This entry is a plug!
I'm a bit of a classicist as far as art and literature go. Pretty much always reading and viewing stuff by dead people. If it's survived, then there's a better chance it's good right? I'm probably that way mostly with literature, while with art I enjoy more contemporary work and definitely with music I'm into digging around into current stuff. Lately, I've become more interested in being aware of current literature and art than ever before. It's not easy finding a way to do this outside of just randomly buying books, which seems inefficient. One magazine that has been helping is BOMB.

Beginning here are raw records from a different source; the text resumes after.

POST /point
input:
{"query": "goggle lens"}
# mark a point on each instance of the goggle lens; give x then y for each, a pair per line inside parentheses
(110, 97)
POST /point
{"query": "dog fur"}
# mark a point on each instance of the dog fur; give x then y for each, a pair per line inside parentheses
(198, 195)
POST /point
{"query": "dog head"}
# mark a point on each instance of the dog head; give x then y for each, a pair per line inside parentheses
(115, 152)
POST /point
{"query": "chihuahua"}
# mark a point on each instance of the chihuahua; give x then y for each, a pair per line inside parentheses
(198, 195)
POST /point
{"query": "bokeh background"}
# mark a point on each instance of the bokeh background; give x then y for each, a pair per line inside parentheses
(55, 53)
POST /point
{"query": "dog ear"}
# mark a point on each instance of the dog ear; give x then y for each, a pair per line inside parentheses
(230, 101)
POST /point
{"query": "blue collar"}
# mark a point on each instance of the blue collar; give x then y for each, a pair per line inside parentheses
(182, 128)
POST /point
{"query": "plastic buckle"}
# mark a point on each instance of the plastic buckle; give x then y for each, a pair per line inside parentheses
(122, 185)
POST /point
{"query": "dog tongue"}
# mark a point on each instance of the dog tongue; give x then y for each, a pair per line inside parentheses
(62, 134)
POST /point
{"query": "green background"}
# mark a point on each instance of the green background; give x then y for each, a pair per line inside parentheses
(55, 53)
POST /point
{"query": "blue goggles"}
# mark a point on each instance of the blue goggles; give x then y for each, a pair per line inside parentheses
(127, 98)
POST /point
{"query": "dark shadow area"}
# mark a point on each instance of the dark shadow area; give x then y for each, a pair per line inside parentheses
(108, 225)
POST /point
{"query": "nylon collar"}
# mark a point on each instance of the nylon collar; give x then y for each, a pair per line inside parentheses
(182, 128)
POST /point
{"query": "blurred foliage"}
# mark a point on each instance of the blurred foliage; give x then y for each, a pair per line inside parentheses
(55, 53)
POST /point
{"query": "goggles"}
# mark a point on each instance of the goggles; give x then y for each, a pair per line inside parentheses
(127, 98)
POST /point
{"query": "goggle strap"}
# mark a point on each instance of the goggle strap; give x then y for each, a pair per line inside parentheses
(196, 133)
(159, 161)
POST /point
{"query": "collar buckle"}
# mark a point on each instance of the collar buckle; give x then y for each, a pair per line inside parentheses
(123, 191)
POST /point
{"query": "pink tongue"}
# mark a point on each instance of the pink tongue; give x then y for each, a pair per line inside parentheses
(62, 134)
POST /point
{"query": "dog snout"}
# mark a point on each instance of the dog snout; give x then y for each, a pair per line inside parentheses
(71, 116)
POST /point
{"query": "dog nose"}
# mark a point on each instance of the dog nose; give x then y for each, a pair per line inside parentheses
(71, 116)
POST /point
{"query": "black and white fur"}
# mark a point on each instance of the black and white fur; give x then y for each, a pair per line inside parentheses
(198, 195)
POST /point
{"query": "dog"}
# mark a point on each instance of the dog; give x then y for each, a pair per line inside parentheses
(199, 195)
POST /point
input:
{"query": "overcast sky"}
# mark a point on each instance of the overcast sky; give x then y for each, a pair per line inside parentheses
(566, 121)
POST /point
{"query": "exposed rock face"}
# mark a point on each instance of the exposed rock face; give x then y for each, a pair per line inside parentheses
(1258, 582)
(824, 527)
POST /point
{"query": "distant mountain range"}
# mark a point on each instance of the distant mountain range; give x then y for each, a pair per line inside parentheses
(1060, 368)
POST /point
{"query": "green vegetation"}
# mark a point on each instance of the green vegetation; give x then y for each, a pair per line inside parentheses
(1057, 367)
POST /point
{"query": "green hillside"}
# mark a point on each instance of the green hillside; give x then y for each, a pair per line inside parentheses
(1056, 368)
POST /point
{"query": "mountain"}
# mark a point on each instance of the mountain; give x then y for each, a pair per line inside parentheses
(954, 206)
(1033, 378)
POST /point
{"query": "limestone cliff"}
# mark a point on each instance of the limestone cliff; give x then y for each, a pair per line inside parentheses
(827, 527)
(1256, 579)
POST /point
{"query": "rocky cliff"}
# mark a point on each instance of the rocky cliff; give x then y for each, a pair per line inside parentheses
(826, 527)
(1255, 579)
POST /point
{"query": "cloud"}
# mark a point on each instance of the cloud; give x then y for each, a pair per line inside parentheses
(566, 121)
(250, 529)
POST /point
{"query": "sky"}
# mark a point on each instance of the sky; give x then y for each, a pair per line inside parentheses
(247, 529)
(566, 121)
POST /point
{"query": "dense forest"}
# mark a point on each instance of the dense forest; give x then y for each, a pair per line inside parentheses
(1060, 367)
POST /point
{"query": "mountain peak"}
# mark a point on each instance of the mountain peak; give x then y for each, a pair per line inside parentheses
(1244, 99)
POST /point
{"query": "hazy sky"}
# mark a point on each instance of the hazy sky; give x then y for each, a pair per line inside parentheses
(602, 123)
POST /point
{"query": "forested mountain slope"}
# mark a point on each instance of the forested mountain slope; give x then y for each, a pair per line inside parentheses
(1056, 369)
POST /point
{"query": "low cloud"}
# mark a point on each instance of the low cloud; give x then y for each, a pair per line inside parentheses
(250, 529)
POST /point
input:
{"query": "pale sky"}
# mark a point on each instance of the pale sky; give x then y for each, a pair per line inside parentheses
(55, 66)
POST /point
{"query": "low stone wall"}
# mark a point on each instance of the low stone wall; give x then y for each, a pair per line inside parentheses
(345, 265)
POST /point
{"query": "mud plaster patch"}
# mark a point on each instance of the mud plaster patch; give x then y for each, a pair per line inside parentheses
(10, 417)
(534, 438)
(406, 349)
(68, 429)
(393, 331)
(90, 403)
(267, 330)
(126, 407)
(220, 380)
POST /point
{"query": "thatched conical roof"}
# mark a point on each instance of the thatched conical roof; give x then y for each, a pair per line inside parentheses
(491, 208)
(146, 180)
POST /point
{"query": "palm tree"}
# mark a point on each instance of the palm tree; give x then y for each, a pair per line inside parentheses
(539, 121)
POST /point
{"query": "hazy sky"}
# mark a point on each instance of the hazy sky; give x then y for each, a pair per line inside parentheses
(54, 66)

What I enjoy most about BOMB is the format. In a lot of magazines which feature interviews with creative people, you get a writer who rattles on about what they think and feel for a page and then a short quote from the creative person in question. Then more explication. It can get so bad sometimes that I feel like I'm reading an essay rather than an interview or a profile. I'm just not interested in the journalist. In BOMB, the format is having artists interview each other. As a result, each issue is a series of transcripts of conversations between creative people. I find this much more insightful, and I get a feel for the person behind the creativity and how they think about things.
BOMB also provides photos of artwork, short stories, and poetry. Some of it I dislike of course, and some of it makes me go 'meh'. However, given my love of the old, I'm amazed how much of it I connect with and/or piques my curiosity. I've picked up several things I might never have heard about as a result of BOMB. Musically, I bought All Hell by Daughn Gibson and Ascent by Six Organs of Admittance. I've just read the play 4000 Miles by Amy Herzog and my reading list for the next few months includes Ether by Ben Ehrenreich and Cervantes Street by Jaime Manrique.
It feels good to start getting in touch , in some fashion, with contemporary output.